Manche Umwälzungen werden abrupt vor sich gehen, andere allmählich, vorgeplant, erwartet und konzertiert sein. Welche? Man wird versuchen müssen, eine so berechtigte Frage zu beantworten. Es gibt allerdings keine Gewähr dafür, daß die Antwort klar, befriedigend und eindeutig sein wird. Der Ausdruck »Revolution der Städte« deutet nicht unbedingt auf gewaltsame Aktionen hin. Ausgeschlossen sind sie allerdings nicht. Wie aber sollte man voraussagen können, was auf gewaltsame, was auf vernünftige Weise erreicht werden wird? Ist es nicht das Wesen der Gewalttätigkeit, unvermittelt zum Ausbruch zu kommen? Und ist es nicht das Wesen des Denkens, Gewalttaten auf ein Minimum zu beschränken, indem es denkend die Fesseln bricht?

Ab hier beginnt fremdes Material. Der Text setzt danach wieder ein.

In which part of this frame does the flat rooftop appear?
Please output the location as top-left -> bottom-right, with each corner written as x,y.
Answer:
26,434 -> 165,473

Zwei Marksteine stehen auf dem Weg, den der Urbanismus einschlagen wird:
a) Seit einigen Jahren betrachtet man vielerorts den Urbanismus als eine soziale Praxis wissenschaftlichen und technischen Charakters. In diesem Fall könnten und müßten die theoretischen Überlegungen sich auf diese Praxis erstrecken, sie auf ein begriffliches oder, genauer, auf ein epistemologisches Niveau heben. Folglich ist das Nichtvorhandensein einer solchen Epistemologie des Urbanismus auffallend. Werden wir nun hier versuchen, diese Lücke zu schließen? Nein. Denn diese Lücke hat einen Sinn. Stimmt es nicht, daß das, was wir Urbanismus nennen, vorerst noch mehr institutionellen und ideologischen als wissenschaftlichen Charakter trägt? Wenn wir annehmen, daß das Verfahren zu verallgemeinern und jede Erkenntnis nur über die Epistomologie zu gewinnen sei, so scheint das für den heutigen Urbanismus dennoch keine Geltung zu haben. Man wird herausfinden und erklären müssen, warum dem so ist.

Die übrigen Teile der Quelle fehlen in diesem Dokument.